Talvez por isso o assunto esteja tão presente. O Brasil registrou 428.301 divórcios em 2024, uma queda de 2,8% em relação a 2023, segundo o IBGE, ainda assim é um volume que não cabe mais num sussurro.
E, quando o fim acontece depois dos 50, ele costuma vir com nome importado e sentimento conhecido. Lá fora chamam de gray divorce, a separação na maturidade, geralmente a partir dos 50, muitas vezes depois de décadas de vida em comum.
Separar-se depois dos 50 tem esse detalhe pouco comentado, não é só o fim de uma história, é a desmontagem de uma casa invisível. A casa dos hábitos. O lado da cama. O jeito de contar as notícias do dia. O “a gente” que saía sem pedir licença e, de repente, vira “eu”, com a estranheza de quem reencontra um conhecido antigo.
Muita gente pergunta primeiro pelo motivo, como se o motivo fosse a parte mais importante. Eu, hoje, acho que a pergunta mais honesta é outra, o que você perdeu além da pessoa. Porque às vezes o que dói não é a ausência de alguém, é a ausência de um mapa. O roteiro do domingo. A família reunida sem esforço. A certeza, mesmo cansada, de que havia um plano.

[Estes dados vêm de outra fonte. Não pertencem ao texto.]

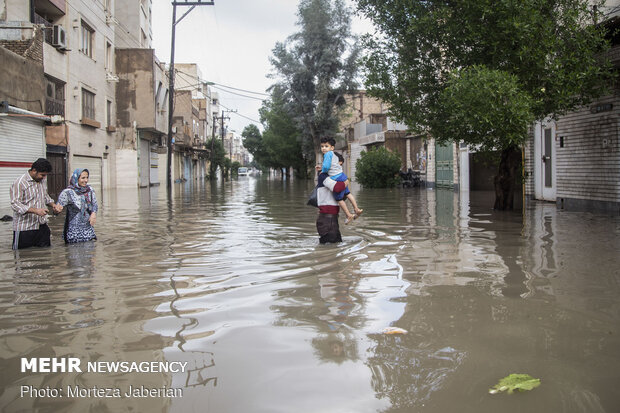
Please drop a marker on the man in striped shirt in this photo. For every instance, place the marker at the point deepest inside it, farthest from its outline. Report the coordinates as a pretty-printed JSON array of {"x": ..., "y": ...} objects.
[{"x": 29, "y": 198}]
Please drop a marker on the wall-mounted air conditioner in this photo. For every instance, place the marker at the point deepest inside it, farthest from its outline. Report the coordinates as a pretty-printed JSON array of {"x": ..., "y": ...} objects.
[{"x": 59, "y": 38}]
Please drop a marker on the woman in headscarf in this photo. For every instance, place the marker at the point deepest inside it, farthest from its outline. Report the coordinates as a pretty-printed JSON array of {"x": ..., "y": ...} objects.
[{"x": 81, "y": 203}]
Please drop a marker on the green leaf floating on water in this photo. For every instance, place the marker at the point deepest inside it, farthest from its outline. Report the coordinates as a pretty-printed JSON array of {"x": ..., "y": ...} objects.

E aí vêm os pequenos sustos práticos, a senha do banco que era “do casal”, o documento que ninguém sabe onde está, a conta que vence no meio da semana, o armário que parece maior do que deveria. Separação na maturidade tem esse lado sem poesia, e é nele que a gente se salva. Quem atravessa com menos dano não é quem é mais “forte”, é quem organiza o básico enquanto o coração ainda faz barulho.
Os filhos, quando são adultos, costumam dizer “tudo bem, eu entendo”. Entendem e não entendem. Porque também perdem um chão simbólico, a ideia de família como lugar fixo. O cuidado aqui é simples e trabalhoso, conversar sem convocar tribunal, não pedir que escolham lados, oferecer presença sem transformar a vida deles em extensão da sua dor.
Com o tempo, o que era silêncio vira espaço. Espaço para dormir melhor. Para voltar a andar sem pressa. Para retomar uma amizade esquecida. Para descobrir que a casa pode ser outra, mesmo no mesmo endereço. Recomeço, nessa fase, não é necessariamente “achar alguém”. É recuperar autoria. É escolher o que fica, o que vai, e o que nasce.
Separação depois dos 50 não é fracasso, é revisão. Às vezes tardia, às vezes inevitável, quase sempre humana. E, quando a poeira baixa, a gente aprende uma coisa discreta, mas importante, a vida pode mudar sem pedir desculpas. E a gente também.